Gaps between institutional organizations implementing & supporting IoT Systems create challenges

One of the unique characteristics of IoT Systems, and one that adds to the complexity of a system’s deployment, is that they tend to span many organizations and entities within the institution. This is particularly true in Higher Education institutions with their city-like aspects, multiple service lines, and wide variety of activities in their buildings and spaces. While traditional enterprise systems, such as e-mail or calendaring, are likely to be owned and operated by one or two institutional organizations, IoT Systems involve many and are deployed in the ‘complex and material manifestations’ that characterize buildings and spaces.

A Higher Education institution example might be a research lab that incorporates an automation and environmental control system that involves the facilities organization, the central IT organization, maybe a local/distributed IT organization, the lead researcher (aka Principal Investigator or PI), her lab team, at least one vendor/contractor and probably several other vendors. Between each of these, a gap forms where system ownership and accountability can fall. Everyone sees their piece, but not much of the others. There’s no one monitoring the greater Gestalt of the IoT System. And that’s where the wild things are.
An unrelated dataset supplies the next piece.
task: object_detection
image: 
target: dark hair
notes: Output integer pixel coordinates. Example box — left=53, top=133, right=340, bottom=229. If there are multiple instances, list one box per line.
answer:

Traditional enterprise systems tend to fall within the domain of central IT with use of the system being distributed around the institution. So with traditional enterprise systems, use is distributed but ownership and operation is largely with one organization. IoT Systems, on the other hand, tend to have multiple parties/organizations involved in the implementation and management, but the ownership is unclear.

IoT Systems are systems within systems within systems …

IoT Systems are systems within systems within systems …

This lack of ownership can lead to unfortunate assumptions. For example, the end user/researcher in the Higher Ed case is probably thinking, “central IT and the Chief Information Security Officer are ensuring my system is safe and secure.” The central IT group is thinking, “I’ve got no idea what they’re plugging into the network down there … I didn’t even know they bought a new system. Where did that come from? “ The facilities people might be thinking, “Okay I’ll install these 100 sensors and 50 actuators around this building and these two computers in the closet that the vendor said I had to install. The research people and central IT people will make sure it’s all configured properly.” No one is seeing the whole picture or managing the whole system to desired outcomes.

This implementation and management of IoT Systems is a part of what is being explored within Internet2’s IoT Systems Risk Management Task Force in support of Internet2’s Smart Campus Initiative.